Rodmersham is a village in the flat north Kent coastal plain where there is a mix of arable agriculture, market gardening and orchards. Like much of the coastal plain, Rodmersham is a small parish of just over 1,200 acres and able to serve a little over 300 parishioners.
St Nicholas' church is not mentioned in the Doomsday Book of 1086 but was built in time for King Henry II (1154-1189) to gift it to the Order of the Hospital of St. John of Jerusalem. Over time the church was extended by the order and for four centuries the Prior appointed the priest to the parish church.
Much of the building is late English Gothic (1380–1520) or Perpendicular Gothic in design, the same design used in the building of Canterbury Cathedral. However, there are one or two indications of an earlier Decorated Gothic (1275–1380) style building. The tower dates from the 15th century. The Victorian restorations in the late 19th century were considered rather heavy-handed, but the church is a large and striking building.
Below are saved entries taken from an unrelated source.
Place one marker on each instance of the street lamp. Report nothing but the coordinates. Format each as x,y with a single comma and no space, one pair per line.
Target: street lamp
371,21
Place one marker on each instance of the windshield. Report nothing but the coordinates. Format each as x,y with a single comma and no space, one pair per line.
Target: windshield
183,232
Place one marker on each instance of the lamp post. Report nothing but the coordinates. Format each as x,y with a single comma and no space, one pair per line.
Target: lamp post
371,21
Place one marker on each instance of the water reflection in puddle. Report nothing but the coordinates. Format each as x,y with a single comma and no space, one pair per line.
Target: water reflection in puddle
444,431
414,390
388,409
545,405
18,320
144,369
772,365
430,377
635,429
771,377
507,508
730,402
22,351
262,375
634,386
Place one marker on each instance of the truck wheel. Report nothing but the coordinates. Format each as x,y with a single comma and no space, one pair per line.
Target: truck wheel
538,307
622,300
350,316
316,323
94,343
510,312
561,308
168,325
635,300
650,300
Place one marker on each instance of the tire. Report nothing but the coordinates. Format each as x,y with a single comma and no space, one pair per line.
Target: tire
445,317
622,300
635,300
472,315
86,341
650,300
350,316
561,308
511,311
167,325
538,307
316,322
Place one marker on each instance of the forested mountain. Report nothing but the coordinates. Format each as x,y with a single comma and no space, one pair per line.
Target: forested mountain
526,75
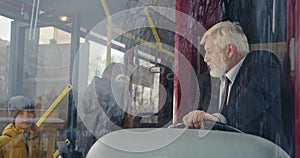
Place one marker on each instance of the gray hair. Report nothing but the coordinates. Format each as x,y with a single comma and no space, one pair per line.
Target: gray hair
228,32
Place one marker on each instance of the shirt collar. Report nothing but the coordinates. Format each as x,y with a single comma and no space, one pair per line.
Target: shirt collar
232,73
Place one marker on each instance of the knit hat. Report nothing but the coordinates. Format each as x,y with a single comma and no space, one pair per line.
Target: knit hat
17,104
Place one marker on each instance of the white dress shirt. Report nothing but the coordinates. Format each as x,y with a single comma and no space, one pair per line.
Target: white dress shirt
231,75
St Nicholas Church in Rodmersham is one mile south of the village of Bapchild and one mile north of Rodmersham Green village. The nearest town is Sittingbourne which is a 10-minute drive away. The church is in a beautiful setting, surrounded by orchards which Kent is so famous for. There is a cluster of homes opposite the church.
St Nicholas Church is a working church where a family service is held on the second Sunday of the month at 11:15 a.m for about one hour. There are also services on the holy days of Easter, Christmas and Harvest Festival. There are additional services held on Remembrance Sunday and other festivals, as well as baptisms and weddings.